En Efecto Los Preceptos Citados Disponen

"Artículo 427. Los recursos deben interponerse por escrito en cual se deberá: I. ... II. ... III. Señalar y en su caso aportar, las constancias necesarias que comprueben tanto la existencia, como la ilegalidad del fallo o acto combatido."

"Artículo 438. Interpuesta la apelación y exhibidas las copias a que se refiere el artículo 427, el Juez que haya dictado la resolución reclamada, la admitirá sin sustanciación alguna, si la encuentra procedente, expresando si la admite en los efectos devolutivo y suspensivo o sólo en el primero y remitirá juntamente con el escrito de agravios el expediente original o testimonio de constancias señaladas por el apelante, al Supremo Tribunal para que lo turne desde luego a la Sala que corresponda su conocimiento."

"Artículo 439. Llegados los autos a la Sala correspondiente, ésta resolverá en definitiva sobre la admisión y calificación de grado del recurso, pondrá a disposición de la contraria las copias del escrito de agravios y en el mismo auto citará para sentencia, la que pronunciará dentro de los treinta días siguientes. Si se declara inadmisible la apelación en el mismo auto ordenará se devuelvan los autos al inferior y declarará ejecutoriada la resolución impugnada."

"Artículo 442. La apelación admitida sólo en el efecto devolutivo no suspende el procedimiento, ni la ejecución de las resoluciones, pero si en el juicio en que se interpuso el recurso, se cita para sentencia sin que aquél se hubiere resuelto, no se dictará ésta sino hasta que se reciba el testimonio de la resolución respectiva.-Si se tratare de auto o de interlocutoria, se remitirá al tribunal copia de las constancias que el apelante señale como conducentes en su escrito de agravios, pudiéndose agregar las que el Juez estime pertinente y la parte contraria considere necesarias.-No se ejecutará la sentencia si no se otorga previamente fianza conforme a las reglas siguientes.-I. La calificación de la idoneidad de la fianza será hecha por el Juez, quien se sujetará, bajo su responsabilidad, a las disposiciones del Código Civil y oyendo previamente al colitigante, II. La fianza otorgada por el actor comprenderá la devolución de la cosa o cosas que debe percibir, sus frutos e intereses y la indemnización de daños y perjuicios si el superior revoca el fallo; III. La otorgada por el demandado comprenderá el pago de lo juzgado y sentenciado y su cumplimiento, en el caso de que la sentencia condene a hacer o a no hacer; IV. La liquidación de los daños y perjuicios se hará en la ejecución de la sentencia.
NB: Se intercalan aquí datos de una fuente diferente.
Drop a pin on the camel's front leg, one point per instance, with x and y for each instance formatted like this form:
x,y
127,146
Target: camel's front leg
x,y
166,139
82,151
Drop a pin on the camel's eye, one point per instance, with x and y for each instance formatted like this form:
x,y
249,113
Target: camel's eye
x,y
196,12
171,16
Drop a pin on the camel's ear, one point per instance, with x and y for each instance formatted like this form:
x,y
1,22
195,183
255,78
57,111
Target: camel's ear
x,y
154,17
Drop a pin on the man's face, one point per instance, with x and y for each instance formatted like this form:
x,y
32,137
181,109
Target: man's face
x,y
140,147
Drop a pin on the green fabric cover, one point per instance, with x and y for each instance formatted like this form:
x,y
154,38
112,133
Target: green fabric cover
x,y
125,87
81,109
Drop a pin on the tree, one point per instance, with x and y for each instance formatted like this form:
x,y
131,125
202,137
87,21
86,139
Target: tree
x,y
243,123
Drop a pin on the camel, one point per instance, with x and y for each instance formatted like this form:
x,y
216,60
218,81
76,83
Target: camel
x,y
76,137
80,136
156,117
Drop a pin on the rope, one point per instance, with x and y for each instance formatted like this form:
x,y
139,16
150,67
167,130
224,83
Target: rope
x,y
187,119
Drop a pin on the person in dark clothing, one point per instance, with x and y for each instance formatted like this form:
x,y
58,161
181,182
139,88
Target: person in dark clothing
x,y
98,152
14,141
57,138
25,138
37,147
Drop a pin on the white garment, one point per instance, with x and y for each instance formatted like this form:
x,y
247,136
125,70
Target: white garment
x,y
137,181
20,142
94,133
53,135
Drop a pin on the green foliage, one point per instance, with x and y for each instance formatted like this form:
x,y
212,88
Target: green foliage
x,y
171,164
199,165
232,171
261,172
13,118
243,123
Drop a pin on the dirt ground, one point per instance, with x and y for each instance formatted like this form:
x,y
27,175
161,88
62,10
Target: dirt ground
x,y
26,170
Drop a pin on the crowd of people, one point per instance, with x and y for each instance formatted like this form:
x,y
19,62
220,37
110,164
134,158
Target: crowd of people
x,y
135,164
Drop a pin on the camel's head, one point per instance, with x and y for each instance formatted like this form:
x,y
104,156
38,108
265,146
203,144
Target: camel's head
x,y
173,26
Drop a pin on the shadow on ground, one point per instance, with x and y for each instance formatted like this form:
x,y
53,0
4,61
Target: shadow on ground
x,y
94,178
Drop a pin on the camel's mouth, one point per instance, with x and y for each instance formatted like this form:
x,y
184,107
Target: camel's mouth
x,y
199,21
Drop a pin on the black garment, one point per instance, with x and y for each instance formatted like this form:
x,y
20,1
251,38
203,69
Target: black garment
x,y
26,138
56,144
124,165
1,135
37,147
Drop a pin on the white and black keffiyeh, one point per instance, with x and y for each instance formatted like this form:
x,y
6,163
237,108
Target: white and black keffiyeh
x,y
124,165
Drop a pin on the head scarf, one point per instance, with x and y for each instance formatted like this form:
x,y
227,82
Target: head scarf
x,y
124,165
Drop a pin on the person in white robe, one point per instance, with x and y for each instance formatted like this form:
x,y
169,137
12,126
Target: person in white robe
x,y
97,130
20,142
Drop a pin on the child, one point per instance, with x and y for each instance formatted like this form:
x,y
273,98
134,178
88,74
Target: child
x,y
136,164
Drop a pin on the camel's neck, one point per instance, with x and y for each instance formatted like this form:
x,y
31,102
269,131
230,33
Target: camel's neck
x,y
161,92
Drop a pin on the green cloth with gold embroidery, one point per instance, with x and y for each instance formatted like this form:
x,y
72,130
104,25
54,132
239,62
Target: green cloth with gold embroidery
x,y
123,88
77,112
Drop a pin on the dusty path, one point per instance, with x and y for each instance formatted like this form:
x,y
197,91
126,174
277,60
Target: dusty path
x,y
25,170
El condenado podrá otorgar contrafianza para que no se ejecute la sentencia, que comprenderá lo señalado en la fracción III de este artículo.-Todo procedimiento continuado después de interpuesta y admitida una apelación en efecto devolutivo, queda subordinado al resultado de ésta."

"Artículo 639. En estos juicios (sumarios) sólo será admisible la apelación cuando se interponga contra la sentencia definitiva o contra la interlocutoria que declare procedentes las excepciones de falta de personalidad o capacidad. En ambos casos, la apelación se admitirá en efecto devolutivo."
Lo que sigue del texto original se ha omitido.